In a recent interview with Forbes, Cuy Sheffield, the senior director, head pf crypto at Visa along with Terry Angelos, SVP global head of fintech at Visa addressed several elements and elaborated on the incorporation of crypto in Visa. Sheffield pointed out that, Visa was working on both the product as well as the research side of digital currency. Despite, this the platform is reportedly yet to discuss new strategies.
Back in February 2020, San-Fransico’s prominent cryptocurrency exchange, Coinbase revealed its association with Visa by unveiling the Coinbase Card. This card is a Visa debit card that permitted users to withdraw their cryptocurrencies. The entire partnership put both the parties under the crypto spotlight as it was the first of its kind. Revealing that Visa had onboarded about 25 companies, Angelos added,
“We are seeing significant interest in demand from crypto companies that want to work with Visa and connect their clients to our network of 60-plus million merchants.”
Visa To Work On CBDC?
Central Bank Digital Currencies have drawn the attention of several governments across the world. China’s advancement in the same has turned several heads. Speaking about the integration of CBDCs into the economy, Sheffield pointed out that Visa’s relationship with central banks is not news. Visa has been working with several central banks across the globe and discussions about CBDCs has reportedly gained more traction. While several continue to diss stablecoins formulated by private companies, Sheffield believes that CBDCs would have to deal with similar prospects.
Stressing on the process of including CBDCs into the global economy, he added,
“[…]We think there’s a big opportunity for Visa to leverage our existing network and assets and expertise to add value to both central banks as they think about CBDCs, as well as to other private sector entities that are exploring these privately issued stable coins.”
Exiting The Libra Project
Facebook’s crypto venture, Libra had stirred the entire globe. As the regulatory pressure around the project surged, several members of the project walked out of the door.

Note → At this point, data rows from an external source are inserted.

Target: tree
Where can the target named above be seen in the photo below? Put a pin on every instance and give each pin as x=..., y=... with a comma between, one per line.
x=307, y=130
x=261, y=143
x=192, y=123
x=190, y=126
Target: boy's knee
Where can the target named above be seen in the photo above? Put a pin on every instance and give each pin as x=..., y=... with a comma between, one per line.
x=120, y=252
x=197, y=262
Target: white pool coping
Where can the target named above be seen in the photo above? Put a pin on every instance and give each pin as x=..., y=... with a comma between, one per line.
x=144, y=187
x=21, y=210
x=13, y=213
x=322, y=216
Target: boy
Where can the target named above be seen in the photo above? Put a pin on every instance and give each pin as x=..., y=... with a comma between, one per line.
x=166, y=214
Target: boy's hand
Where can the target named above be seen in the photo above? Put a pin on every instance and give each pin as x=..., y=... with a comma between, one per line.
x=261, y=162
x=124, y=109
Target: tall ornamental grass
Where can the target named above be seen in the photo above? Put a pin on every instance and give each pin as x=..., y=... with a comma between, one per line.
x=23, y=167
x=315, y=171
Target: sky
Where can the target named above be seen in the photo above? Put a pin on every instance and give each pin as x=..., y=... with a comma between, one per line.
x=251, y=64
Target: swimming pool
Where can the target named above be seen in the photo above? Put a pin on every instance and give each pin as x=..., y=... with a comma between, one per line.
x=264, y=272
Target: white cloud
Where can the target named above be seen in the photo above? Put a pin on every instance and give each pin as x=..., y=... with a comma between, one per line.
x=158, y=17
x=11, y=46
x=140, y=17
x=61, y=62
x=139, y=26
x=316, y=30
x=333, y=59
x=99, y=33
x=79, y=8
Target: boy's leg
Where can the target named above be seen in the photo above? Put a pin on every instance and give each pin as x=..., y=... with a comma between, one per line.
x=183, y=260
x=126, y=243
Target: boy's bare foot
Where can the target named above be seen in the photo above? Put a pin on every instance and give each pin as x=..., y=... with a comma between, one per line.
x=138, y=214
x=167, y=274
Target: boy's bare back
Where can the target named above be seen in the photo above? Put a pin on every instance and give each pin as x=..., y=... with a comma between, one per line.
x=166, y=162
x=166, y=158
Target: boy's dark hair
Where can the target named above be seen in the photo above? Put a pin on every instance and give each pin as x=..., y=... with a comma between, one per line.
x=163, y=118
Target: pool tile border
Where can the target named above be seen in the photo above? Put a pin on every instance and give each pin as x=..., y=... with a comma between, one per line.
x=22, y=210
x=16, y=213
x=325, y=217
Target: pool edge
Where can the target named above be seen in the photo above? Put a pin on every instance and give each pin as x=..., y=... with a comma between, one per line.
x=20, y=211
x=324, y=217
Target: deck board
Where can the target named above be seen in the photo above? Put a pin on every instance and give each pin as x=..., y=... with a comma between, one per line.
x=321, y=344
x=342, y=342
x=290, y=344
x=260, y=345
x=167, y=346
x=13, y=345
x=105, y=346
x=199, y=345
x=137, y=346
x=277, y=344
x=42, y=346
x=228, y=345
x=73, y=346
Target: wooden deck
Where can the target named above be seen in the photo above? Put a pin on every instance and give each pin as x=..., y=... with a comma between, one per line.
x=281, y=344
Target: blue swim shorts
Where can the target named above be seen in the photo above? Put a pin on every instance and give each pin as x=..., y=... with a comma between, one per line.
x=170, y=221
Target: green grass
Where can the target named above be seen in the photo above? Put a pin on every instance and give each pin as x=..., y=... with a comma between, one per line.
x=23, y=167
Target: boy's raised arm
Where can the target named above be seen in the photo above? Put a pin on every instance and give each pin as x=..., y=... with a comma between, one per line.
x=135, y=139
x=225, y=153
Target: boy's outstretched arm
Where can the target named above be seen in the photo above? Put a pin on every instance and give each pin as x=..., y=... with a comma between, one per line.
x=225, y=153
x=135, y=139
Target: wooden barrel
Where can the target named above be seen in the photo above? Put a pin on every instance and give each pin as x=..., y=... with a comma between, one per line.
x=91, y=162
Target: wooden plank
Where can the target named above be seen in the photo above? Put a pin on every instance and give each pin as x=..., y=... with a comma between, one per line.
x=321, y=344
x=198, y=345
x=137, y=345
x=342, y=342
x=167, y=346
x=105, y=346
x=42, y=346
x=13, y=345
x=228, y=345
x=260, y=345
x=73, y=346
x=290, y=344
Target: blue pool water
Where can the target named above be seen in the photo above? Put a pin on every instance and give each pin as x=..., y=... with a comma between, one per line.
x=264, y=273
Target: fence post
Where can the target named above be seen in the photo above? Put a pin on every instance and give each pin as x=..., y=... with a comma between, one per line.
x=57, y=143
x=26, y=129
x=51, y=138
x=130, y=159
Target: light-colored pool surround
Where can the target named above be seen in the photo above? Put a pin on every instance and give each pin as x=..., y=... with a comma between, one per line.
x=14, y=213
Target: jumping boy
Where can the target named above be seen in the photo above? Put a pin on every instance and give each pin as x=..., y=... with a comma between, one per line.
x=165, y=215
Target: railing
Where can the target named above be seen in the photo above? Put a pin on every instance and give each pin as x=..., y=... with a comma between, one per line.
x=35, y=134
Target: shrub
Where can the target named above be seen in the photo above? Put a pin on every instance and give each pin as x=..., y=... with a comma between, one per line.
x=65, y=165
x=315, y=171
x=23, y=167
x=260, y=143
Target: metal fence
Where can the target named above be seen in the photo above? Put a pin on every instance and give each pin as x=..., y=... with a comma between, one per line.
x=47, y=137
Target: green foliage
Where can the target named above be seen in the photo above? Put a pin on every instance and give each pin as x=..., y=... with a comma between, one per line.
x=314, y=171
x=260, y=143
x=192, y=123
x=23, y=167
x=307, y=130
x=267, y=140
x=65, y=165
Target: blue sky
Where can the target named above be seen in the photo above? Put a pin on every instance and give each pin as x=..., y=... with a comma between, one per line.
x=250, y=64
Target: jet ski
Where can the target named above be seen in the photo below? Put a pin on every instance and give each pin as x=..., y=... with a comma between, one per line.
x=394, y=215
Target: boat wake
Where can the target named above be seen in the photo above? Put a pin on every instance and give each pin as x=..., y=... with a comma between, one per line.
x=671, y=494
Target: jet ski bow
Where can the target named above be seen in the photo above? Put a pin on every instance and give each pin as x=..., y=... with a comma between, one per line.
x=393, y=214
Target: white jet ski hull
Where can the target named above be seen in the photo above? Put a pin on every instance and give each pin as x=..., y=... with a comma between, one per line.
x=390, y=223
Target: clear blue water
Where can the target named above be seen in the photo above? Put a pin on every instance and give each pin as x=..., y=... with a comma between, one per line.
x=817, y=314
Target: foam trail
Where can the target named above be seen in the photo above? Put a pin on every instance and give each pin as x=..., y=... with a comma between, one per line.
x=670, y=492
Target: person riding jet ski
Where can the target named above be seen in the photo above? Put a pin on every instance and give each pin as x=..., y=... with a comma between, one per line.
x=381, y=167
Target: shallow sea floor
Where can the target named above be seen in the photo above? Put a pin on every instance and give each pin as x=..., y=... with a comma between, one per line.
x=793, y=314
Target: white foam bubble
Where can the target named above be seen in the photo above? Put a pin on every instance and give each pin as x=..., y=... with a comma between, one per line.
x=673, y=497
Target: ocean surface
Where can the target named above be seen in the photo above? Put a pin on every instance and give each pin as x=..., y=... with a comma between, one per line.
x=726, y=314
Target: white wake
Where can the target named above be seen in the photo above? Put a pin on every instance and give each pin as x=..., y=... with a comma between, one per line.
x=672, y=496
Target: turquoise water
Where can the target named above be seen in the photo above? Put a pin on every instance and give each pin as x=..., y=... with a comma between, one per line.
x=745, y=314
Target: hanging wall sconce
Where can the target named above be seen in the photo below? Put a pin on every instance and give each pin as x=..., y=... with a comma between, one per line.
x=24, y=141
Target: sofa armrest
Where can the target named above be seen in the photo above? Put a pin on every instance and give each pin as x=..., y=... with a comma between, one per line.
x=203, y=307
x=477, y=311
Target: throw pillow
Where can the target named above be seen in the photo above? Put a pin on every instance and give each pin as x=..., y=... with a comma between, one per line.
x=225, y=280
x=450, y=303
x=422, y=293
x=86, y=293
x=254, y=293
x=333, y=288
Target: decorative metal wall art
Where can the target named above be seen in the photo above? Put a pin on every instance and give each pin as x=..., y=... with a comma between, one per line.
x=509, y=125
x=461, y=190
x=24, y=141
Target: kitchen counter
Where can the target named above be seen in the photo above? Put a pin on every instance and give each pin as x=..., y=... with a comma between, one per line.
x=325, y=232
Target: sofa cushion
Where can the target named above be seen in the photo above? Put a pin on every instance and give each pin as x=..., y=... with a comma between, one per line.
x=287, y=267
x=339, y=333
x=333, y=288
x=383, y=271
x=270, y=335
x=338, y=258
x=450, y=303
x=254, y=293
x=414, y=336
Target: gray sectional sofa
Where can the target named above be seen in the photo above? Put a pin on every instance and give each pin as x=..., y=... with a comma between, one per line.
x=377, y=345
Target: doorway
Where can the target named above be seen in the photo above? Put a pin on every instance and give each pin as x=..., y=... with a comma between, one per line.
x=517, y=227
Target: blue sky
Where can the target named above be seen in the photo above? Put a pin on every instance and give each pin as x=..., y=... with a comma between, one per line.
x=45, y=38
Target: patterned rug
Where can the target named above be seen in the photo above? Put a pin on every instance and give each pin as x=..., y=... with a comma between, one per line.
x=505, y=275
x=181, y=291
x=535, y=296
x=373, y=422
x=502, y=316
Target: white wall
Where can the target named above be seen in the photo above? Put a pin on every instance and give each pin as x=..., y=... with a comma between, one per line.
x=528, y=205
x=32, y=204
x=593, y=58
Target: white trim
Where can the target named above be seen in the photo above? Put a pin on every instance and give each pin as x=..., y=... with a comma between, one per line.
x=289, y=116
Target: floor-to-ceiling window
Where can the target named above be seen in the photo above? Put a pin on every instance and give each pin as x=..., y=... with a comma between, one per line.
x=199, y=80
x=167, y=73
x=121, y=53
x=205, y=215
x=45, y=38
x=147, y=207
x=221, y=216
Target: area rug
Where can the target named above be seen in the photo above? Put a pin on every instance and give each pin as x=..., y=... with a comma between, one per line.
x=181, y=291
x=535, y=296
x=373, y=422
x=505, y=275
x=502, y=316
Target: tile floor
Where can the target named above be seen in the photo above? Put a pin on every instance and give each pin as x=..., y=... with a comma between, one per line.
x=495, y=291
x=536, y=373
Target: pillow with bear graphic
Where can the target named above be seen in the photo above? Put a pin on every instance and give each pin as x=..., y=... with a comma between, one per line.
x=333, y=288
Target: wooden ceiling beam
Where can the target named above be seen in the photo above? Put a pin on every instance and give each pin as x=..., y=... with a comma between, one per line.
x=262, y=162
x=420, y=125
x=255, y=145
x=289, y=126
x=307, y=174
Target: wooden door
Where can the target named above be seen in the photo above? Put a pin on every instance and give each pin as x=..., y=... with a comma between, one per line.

Shedding some light on the same, Sheffield put forth a conjecture that the payments platform was keen on aiding digital asset projects that the “diverse set of clients demand.” The focus was more on delivering a service that worked with a wide variety of digital currencies and networks, he added.
Furthermore, Angelos said,
“If we join a consortium, it’ll be because we want to influence and help some of those principles that we believe in be executed.”